President David Granger in his address to the 72nd session of the General Assembly of the United Nations (UN), on Wednesday dealt with, among things, the Guyana and Venezuela border controversy where he detailed the aggressive posture being taken by the neighbouring country over its claims to Guyana’s territory.
Touching on the topic of peace and the need for the UN to proliferate the same, the President said that “striving for peace’ must aim at resolving long-standing inter-state conflicts.”
To that end, Granger said “I addressed this Honourable Assembly last September, explaining the danger we have been facing on our borders as a consequence of the territorial claims of our western neighbour – the Bolivarian Republic of Venezuela. I laid before the world’s nations the peril Guyana was enduring on its borders at the hands of Venezuela.
“Venezuela’s claim to Guyana’s territory, however, has not diminished or been diverted. Guyana remains imperilled. Disturbing developments within Venezuela have attracted the world’s attention and roused the concerns of many of us over the privations of its people.”
He continued “The Caribbean people wish for the Caribbean to be a Zone of Peace. The Venezuelan claim to Guyana’s territorial integrity, however, would be a threat to that zone. Venezuela is more than four times the size of Guyana. Venezuela, however, claims two-thirds of Guyana’s territory including our maritime space.We depend on our territorial and maritime resources for development and for the release of our people from poverty.”
Addressing the UN Assembly, the President posited that “the Venezuelan claim persists after fifty-one years of Independence. An eminent international Arbitral Tribunal provided ‘a full, perfect and final settlement’ 118 years ago in 1899. Venezuela denounced that Arbitral Award in 1962 at the Decolonisation Committee of this Assembly as British Guiana strove for its Independence. Guyana warns the world, through this Assembly, that peace will be at stake in our region if justice does not become ascendant, not only within Venezuela, but also in respect to its border controversy with Guyana.”
The President reminded the UN Assembly that Venezuela’s claims have persisted under four UN Secretaries-General, while highlighting that even though Guyana has been promulgating a ‘just and peaceful settlement in accordance with international law,’ Venezuela’s posture of “attrition” has become more “blustering and militaristic”.
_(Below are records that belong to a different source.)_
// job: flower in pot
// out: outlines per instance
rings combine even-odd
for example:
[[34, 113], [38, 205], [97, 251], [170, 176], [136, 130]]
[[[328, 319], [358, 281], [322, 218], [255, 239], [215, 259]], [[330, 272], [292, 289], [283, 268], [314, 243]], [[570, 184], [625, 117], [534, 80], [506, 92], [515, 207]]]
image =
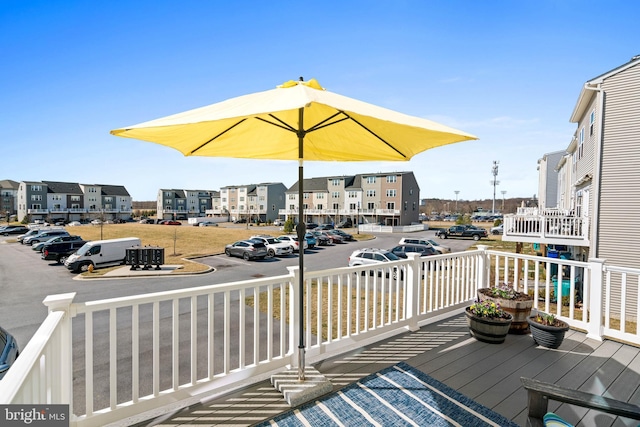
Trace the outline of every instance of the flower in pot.
[[513, 316], [513, 322], [509, 328], [510, 334], [529, 333], [527, 318], [531, 315], [533, 307], [531, 295], [518, 292], [508, 283], [503, 283], [490, 288], [478, 289], [478, 299], [495, 301], [504, 311]]
[[465, 314], [471, 336], [492, 344], [504, 342], [513, 321], [511, 314], [491, 300], [476, 301], [467, 307]]
[[527, 318], [531, 327], [533, 341], [547, 348], [558, 348], [564, 340], [564, 334], [569, 330], [569, 324], [553, 314], [538, 313]]

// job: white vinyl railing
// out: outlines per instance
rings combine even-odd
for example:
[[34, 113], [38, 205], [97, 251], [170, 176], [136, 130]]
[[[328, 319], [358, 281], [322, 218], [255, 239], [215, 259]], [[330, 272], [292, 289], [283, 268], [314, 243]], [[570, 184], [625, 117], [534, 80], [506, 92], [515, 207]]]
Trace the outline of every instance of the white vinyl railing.
[[503, 233], [505, 236], [588, 242], [589, 218], [563, 215], [557, 211], [505, 215]]
[[[2, 380], [0, 404], [69, 403], [72, 426], [153, 415], [296, 366], [298, 320], [308, 362], [461, 313], [478, 288], [506, 283], [535, 295], [596, 339], [640, 345], [640, 270], [478, 250], [73, 303], [49, 316]], [[558, 304], [558, 302], [561, 304]]]

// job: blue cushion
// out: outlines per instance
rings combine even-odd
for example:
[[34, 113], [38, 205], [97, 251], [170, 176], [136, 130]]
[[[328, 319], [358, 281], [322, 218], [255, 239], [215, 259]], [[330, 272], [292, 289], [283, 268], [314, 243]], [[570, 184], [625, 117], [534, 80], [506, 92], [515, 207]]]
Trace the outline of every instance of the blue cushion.
[[547, 427], [573, 427], [573, 424], [569, 424], [553, 412], [547, 412], [542, 421]]

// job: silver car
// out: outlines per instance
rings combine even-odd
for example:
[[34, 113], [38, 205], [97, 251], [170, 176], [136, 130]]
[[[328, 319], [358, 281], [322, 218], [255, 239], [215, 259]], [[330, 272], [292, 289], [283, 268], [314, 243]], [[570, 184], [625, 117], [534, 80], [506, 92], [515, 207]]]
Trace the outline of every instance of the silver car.
[[237, 256], [245, 261], [251, 259], [264, 259], [267, 256], [267, 247], [259, 240], [238, 240], [224, 248], [227, 256]]

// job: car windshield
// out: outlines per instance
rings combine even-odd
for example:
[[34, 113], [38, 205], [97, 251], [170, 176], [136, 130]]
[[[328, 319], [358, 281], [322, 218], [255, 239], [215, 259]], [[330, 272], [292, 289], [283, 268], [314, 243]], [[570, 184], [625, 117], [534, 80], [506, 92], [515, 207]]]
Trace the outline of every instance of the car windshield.
[[87, 251], [91, 248], [91, 245], [89, 245], [88, 243], [85, 243], [84, 245], [82, 245], [82, 247], [80, 249], [78, 249], [78, 252], [76, 252], [78, 255], [83, 256], [87, 254]]
[[384, 255], [389, 258], [389, 261], [398, 261], [400, 258], [393, 252], [384, 252]]
[[275, 244], [275, 243], [282, 243], [280, 240], [275, 239], [273, 237], [269, 237], [268, 239], [265, 239], [267, 241], [267, 243], [269, 244]]

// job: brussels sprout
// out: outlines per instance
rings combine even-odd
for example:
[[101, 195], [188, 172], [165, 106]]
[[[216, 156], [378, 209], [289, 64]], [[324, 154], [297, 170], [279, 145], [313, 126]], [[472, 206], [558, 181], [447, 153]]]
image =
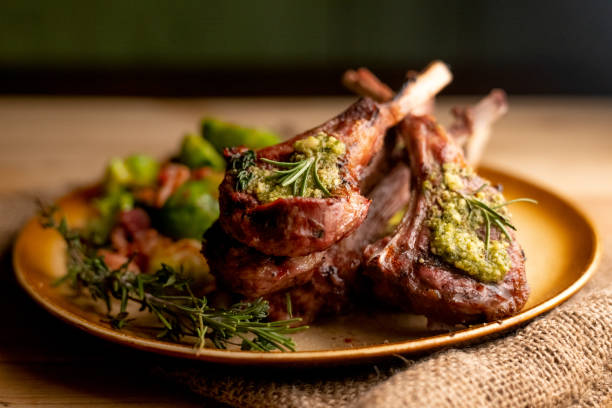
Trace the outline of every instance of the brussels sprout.
[[246, 146], [258, 149], [280, 142], [280, 138], [275, 133], [245, 128], [211, 118], [202, 120], [202, 136], [220, 153], [223, 153], [225, 147]]
[[132, 175], [131, 183], [148, 186], [157, 180], [159, 162], [150, 156], [135, 154], [125, 158], [125, 165]]
[[134, 208], [134, 196], [128, 191], [117, 189], [95, 199], [93, 206], [98, 210], [98, 216], [88, 223], [86, 232], [93, 243], [102, 245], [108, 240], [117, 214]]
[[142, 187], [155, 183], [159, 162], [150, 156], [135, 154], [125, 159], [112, 159], [106, 170], [107, 190], [118, 187]]
[[187, 181], [159, 210], [159, 230], [172, 238], [202, 238], [219, 217], [219, 203], [211, 195], [210, 182]]
[[106, 184], [125, 185], [131, 179], [130, 171], [122, 159], [114, 158], [108, 163], [106, 169]]
[[134, 208], [134, 196], [127, 191], [116, 191], [96, 199], [94, 206], [102, 217], [112, 217], [118, 211]]
[[206, 171], [205, 174], [201, 175], [202, 178], [197, 179], [199, 182], [206, 185], [208, 193], [215, 197], [215, 199], [219, 198], [219, 185], [223, 181], [225, 177], [225, 173], [221, 173], [219, 171], [215, 171], [213, 169], [203, 169]]
[[193, 133], [183, 138], [179, 161], [192, 169], [204, 166], [219, 171], [225, 169], [225, 160], [215, 150], [215, 147], [208, 140]]

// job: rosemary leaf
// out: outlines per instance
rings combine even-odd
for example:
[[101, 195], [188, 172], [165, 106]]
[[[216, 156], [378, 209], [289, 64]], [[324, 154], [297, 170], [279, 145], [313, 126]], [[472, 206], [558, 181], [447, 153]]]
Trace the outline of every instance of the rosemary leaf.
[[493, 209], [497, 209], [497, 208], [501, 208], [501, 207], [505, 207], [509, 204], [514, 204], [514, 203], [531, 203], [531, 204], [537, 204], [538, 202], [532, 198], [515, 198], [514, 200], [510, 200], [510, 201], [506, 201], [503, 202], [501, 204], [498, 204], [494, 207], [492, 207]]
[[291, 304], [291, 293], [287, 292], [287, 294], [285, 295], [285, 299], [287, 301], [287, 314], [289, 315], [289, 318], [293, 317], [293, 306]]
[[296, 197], [303, 197], [306, 195], [308, 189], [308, 179], [312, 177], [314, 180], [314, 187], [323, 191], [327, 197], [331, 196], [331, 193], [321, 182], [319, 174], [317, 173], [319, 165], [319, 156], [309, 157], [297, 162], [279, 162], [275, 160], [269, 160], [266, 158], [260, 159], [264, 163], [268, 163], [277, 167], [285, 168], [287, 170], [274, 170], [274, 176], [278, 180], [278, 183], [283, 187], [291, 186], [292, 194]]
[[495, 225], [496, 228], [499, 229], [499, 231], [504, 234], [504, 236], [508, 239], [508, 241], [512, 241], [512, 237], [510, 236], [510, 233], [508, 232], [508, 230], [506, 228], [511, 228], [514, 231], [516, 231], [516, 227], [514, 225], [512, 225], [512, 223], [510, 222], [510, 220], [505, 217], [503, 214], [501, 214], [500, 212], [496, 211], [499, 208], [505, 207], [509, 204], [514, 204], [514, 203], [519, 203], [519, 202], [526, 202], [526, 203], [532, 203], [532, 204], [537, 204], [538, 202], [536, 200], [533, 200], [531, 198], [515, 198], [513, 200], [510, 201], [506, 201], [503, 202], [501, 204], [497, 204], [494, 206], [491, 206], [487, 203], [485, 203], [482, 200], [479, 200], [478, 198], [476, 198], [476, 195], [478, 193], [480, 193], [485, 187], [487, 187], [488, 184], [482, 184], [480, 187], [478, 187], [478, 189], [476, 191], [474, 191], [470, 196], [466, 196], [464, 194], [461, 194], [459, 192], [456, 192], [457, 194], [459, 194], [461, 196], [461, 198], [463, 198], [465, 200], [465, 203], [467, 205], [468, 208], [468, 221], [470, 220], [471, 216], [479, 211], [483, 218], [484, 218], [484, 230], [485, 230], [485, 250], [489, 249], [489, 243], [491, 240], [491, 226]]
[[485, 251], [489, 250], [489, 241], [491, 239], [491, 218], [488, 213], [484, 213], [485, 218]]
[[318, 168], [318, 164], [319, 164], [319, 157], [317, 157], [317, 159], [315, 160], [314, 163], [314, 168], [312, 169], [312, 176], [314, 178], [314, 181], [317, 185], [317, 187], [323, 191], [323, 193], [329, 197], [331, 196], [331, 193], [327, 190], [327, 188], [325, 188], [325, 186], [323, 185], [323, 183], [321, 183], [321, 179], [319, 179], [319, 173], [317, 173], [317, 168]]

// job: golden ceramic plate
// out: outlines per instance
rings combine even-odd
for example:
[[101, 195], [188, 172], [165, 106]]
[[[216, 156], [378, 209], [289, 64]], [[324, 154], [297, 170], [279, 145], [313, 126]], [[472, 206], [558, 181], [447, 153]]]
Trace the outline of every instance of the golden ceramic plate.
[[[539, 205], [512, 207], [518, 235], [527, 255], [531, 296], [516, 316], [453, 332], [427, 328], [424, 317], [388, 311], [361, 311], [316, 322], [294, 335], [298, 351], [261, 353], [240, 350], [195, 350], [188, 344], [156, 340], [146, 329], [150, 317], [138, 315], [136, 325], [114, 330], [104, 321], [105, 308], [86, 296], [75, 296], [52, 282], [64, 274], [61, 237], [43, 230], [33, 218], [19, 234], [13, 253], [15, 273], [23, 288], [45, 309], [86, 332], [134, 348], [161, 354], [228, 364], [343, 364], [394, 354], [409, 354], [457, 345], [507, 330], [550, 310], [576, 293], [591, 277], [599, 260], [599, 241], [592, 222], [576, 206], [526, 180], [491, 169], [483, 176], [504, 185], [505, 196], [531, 197]], [[83, 192], [59, 205], [73, 226], [90, 214]]]

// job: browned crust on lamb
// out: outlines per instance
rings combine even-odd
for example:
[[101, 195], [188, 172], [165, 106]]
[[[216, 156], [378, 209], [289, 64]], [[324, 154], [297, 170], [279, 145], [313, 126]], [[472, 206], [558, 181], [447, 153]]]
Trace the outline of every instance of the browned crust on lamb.
[[[448, 323], [491, 321], [517, 313], [527, 301], [525, 258], [513, 233], [511, 268], [501, 282], [483, 283], [442, 262], [429, 250], [428, 203], [422, 183], [441, 163], [463, 164], [463, 154], [431, 117], [411, 118], [400, 130], [411, 152], [415, 183], [409, 210], [396, 232], [366, 248], [367, 268], [383, 301]], [[483, 181], [472, 180], [473, 189]], [[488, 187], [492, 188], [492, 187]], [[499, 231], [492, 231], [492, 239]]]
[[247, 298], [257, 298], [311, 280], [316, 271], [356, 268], [362, 250], [380, 236], [390, 218], [408, 199], [409, 170], [398, 164], [372, 192], [377, 202], [367, 220], [351, 235], [325, 251], [278, 257], [256, 251], [226, 234], [215, 223], [204, 236], [203, 253], [222, 284]]
[[361, 99], [325, 124], [259, 150], [260, 158], [288, 160], [296, 140], [319, 132], [332, 135], [347, 149], [342, 163], [343, 183], [332, 191], [331, 198], [291, 197], [262, 204], [252, 195], [237, 192], [234, 175], [228, 171], [220, 186], [220, 225], [234, 239], [269, 255], [301, 256], [328, 248], [355, 230], [367, 214], [369, 200], [361, 195], [358, 184], [361, 173], [381, 150], [387, 129], [450, 79], [444, 64], [433, 63], [392, 101], [378, 104]]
Venezuela in June of 2015 blustered its claim to Guyana’s territory, this time by including an area where US oil giant ExxonMobil discovered oil.
Venezuela’s President Nicolas Maduro had issued an official decree creating the “Atlantic coast of Venezuela” which now includes “sovereignty” over Guyana’s territorial waters in the Atlantic Ocean off the Essequibo region.
Subtly calling on the UN to act against Venezuela’s “blustering and militaristic” posture, the President in his speech said “protraction is the enemy of resolution and the ally of sustained conflict.”
Nevertheless, President Granger in his speech expressed optimism at the publicly indicated decisions of the former Secretary General Ban Ki Moon and current Secretary General António Guterres, enshrined under the 1966 Geneva Agreement, that if by the end of the year 2017 significant progress has not been made towards arriving at a full agreement for the settlement of the controversy, the International Court of Justice will be the next means of peaceful settlement, unless Guyana and Venezuela jointly request otherwise.
“Guyana looks to the international community to ensure that Venezuela is not allowed to thwart the processes of judicial settlement which is the clear and agreed path to peace and justice” said President Granger.